An implication of the current observations is that exhausted CD8 T cells from various tissues will respond differently to therapeutic intervention based on PD-1 pathway blockade. This is indeed what has been observed in previous adoptive-transfer studies where splenic PD-1
Int/Lo exhausted CD8 T cells responded to αPD-L1
in vivo, while PD-1
Hi exhausted CD8 T cells from the liver or BM responded poorly (
4).
In vitro studies with HCV specific CD8 T cells from the liver or blood suggested a similar situation exists in humans (
22). Thus, our results have important implications for therapeutic interventions in humans based on the PD-1 pathway. In considering the potential of PD-1 pathway blockade to reverse CD8 T-cell exhaustion in different chronic infections, the tissue localization and PD-1 expression pattern of those exhausted CD8 T cells should be considered. Our results suggest that the virus-specific CD8 T cells that accumulate outside of the blood and spleen could be relatively unresponsive subsets, at least to PD-1 pathway blockade. These results suggest that during infections such as HCV, HBV, and HIV, where virus-specific CD8 T cells accumulate in the liver or intestinal mucosa, the profile of PD-1 expression in the peripheral blood might be insufficient to predict how an individual will respond to a PD-1 pathway-based therapeutic.

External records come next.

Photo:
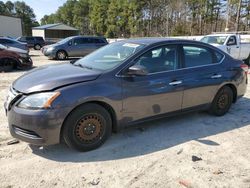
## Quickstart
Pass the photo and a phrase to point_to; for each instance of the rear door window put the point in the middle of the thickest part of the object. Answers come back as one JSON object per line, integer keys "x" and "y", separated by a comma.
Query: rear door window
{"x": 195, "y": 56}
{"x": 159, "y": 59}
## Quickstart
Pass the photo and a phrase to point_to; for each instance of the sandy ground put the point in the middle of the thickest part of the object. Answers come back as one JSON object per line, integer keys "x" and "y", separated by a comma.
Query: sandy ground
{"x": 158, "y": 154}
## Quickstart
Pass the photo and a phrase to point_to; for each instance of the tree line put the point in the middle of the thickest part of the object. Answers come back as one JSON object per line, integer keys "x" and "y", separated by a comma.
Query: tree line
{"x": 21, "y": 10}
{"x": 131, "y": 18}
{"x": 141, "y": 18}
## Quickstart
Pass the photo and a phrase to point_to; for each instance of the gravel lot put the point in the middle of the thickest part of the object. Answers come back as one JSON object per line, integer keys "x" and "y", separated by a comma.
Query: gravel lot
{"x": 157, "y": 154}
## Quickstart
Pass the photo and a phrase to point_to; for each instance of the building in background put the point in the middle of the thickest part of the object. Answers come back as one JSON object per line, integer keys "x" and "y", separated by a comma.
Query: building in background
{"x": 10, "y": 26}
{"x": 54, "y": 31}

For example, there could be PD-1
Int/Lo virus-specific T cells in the blood, and yet the virus-specific T cells in relevant tissue (i.e., liver for HCV, gut for HIV) might be PD-1
Hi and refractory to PD-1 or PD-L1 blockade alone. Alternatively, the presence of PD-1
Int/Lo exhausted CD8 T cells that are responsive to inhibitory receptor blockade in any anatomical site might predict a positive outcome to such an intervention. During HCV infection where many subjects often have detectable exhausted CD8 T cells in the liver, but not the periphery, the detection of any circulating virus-specific CD8 T cells might be a useful indicator of the therapeutic potential of PD-1 pathway blockade (
22). Our finding that PD-1
Hi CD8
+ T cells display differential functionality based on their tissue of origin suggests that other factors in addition to PD-1 are involved in maintaining T-cell exhaustion. We have previously identified additional inhibitory receptors pathways such as LAG-3, 2B4, and CD160 that could be involved (
5,
40), and other studies have found a role for CTLA-4 (
15,
21). Future work will be required to determine whether these inhibitory receptors and/or other pathways also have tissue-specific roles in CD8 T-cell exhaustion. PD-1-based therapeutic interventions hold considerable promise, and our results suggest continued optimism in this regard, especially if the reasons for differential responsiveness of phenotypically or anatomically defined subsets of exhausted CD8 T cells can be defined.